Un «corso etico» per le toghe, l’iniziativa della Scuola superiore della magistratura dopo il caso Palamara

Tribunale aula

 

Un corso etico per le toghe. E’ l’iniziativa forte della Scuola superiore della magistratura annunciata oggi. Una esigenza, hanno spiegato i rappresentanti, venuta fuori dopo il ‘caso Palamara’ che ha sconvolto il Csm aggiungendo: «Avvenimenti recenti rendono opportuna la riproposizione del dibattito sui valori morali e principi costituzionali che sorreggono l’indipendenza della magistratura».

Il corso prenderà il via dal 5 al 7 novembre, nella sede della Banca d’Italia a Palazzo Koch, alla presenza del Presidente della Repubblica Sergio Mattarella, per far fronte «al senso di smarrimento che oggi colpisce molti operatori della giustizia e l’opinione pubblica di fronte ad alcune prassi degenerative».

Prenderanno la parola il governatore di Bankitalia Ignazio Visco, il vicepresidente del Csm David Ermini, il Guardasigilli Alfonso Bonafede, e i lavori di questo «corso straordinario» dedicato alle ‘Garanzie istituzionali di indipendenza della magistratura in Italia’ saranno introdotti da Gaetano Silvestri, presidente della Scuola superiore della magistratura.

Per arginare il rischio di «reazioni emotive e valutazioni affrettate su temi di fondamentale importanza per la democrazia italiana, che trova nell’indipendente esercizio della giurisdizione una condizione indispensabile di esistenza», la Scuola superiore della magistratura «intende offrire uno spazio libero di incontro e di approfondimento dialettico su alcune questioni che oggi si impongono all’attenzione di tutti e non devono essere ignorate con chiusure corporative di natura ‘castale’ né, al contrario, enfatizzate in modo propagandistico da chi non ama il controllo di legalità».

«Il pieno recupero dei valori etici e dei principi deontologici è possibile perché’ fanno parte del patrimonio inalienabile della stragrande maggioranza dei magistrati. Non può suscitare timori una discussione libera da preconcetti su qualità e difetti, meriti ed errori, progressi e arretratezze, che hanno caratterizzato la gestione delle garanzie istituzionali di indipendenza della magistratura, prima fra tutte il Consiglio superiore, voluto dai Padri costituenti come necessario strumento per rendere effettive tutte le garanzie funzionali previste dalla stessa Costituzione. Né difesa retorica, né volgare dileggio, ma pacato, anche se spregiudicato, confronto di idee. Forse è il modo migliore per adempiere all’ammonimento evangelico: medico, cura te stesso», conclude la nota della Scuola delle toghe.

Tra i dibattiti in agenda, quello sulla ‘Selezione e i poteri dirigenti’ svolto dal Procuratore nazionale antimafia Federico Cafiero de Raho con Margherita Cassano, presidente della Corte di Appello di Firenze.
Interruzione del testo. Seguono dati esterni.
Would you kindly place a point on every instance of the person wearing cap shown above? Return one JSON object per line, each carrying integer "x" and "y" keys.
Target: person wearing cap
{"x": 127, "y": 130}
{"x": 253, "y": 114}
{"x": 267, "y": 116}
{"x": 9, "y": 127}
Un approfondimento è dedicato anche al tema ‘caldo’ delle ‘Correnti della magistratura: origini, ragioni ideali, degenerazioni’, e al ‘Sistema elettorale del Csm’ oggetto di riforma proprio dopo l’inchiesta di Perugia che su un sistema illecito di interferenze tra politica e magistratura per le poltrone di vertice delle procure, soprattutto quella di Roma. Proprio l’ex procuratore aggiunto di Roma Nello Rossi, ha molto lavorato per mettere in campo questo ‘corso straordinario’.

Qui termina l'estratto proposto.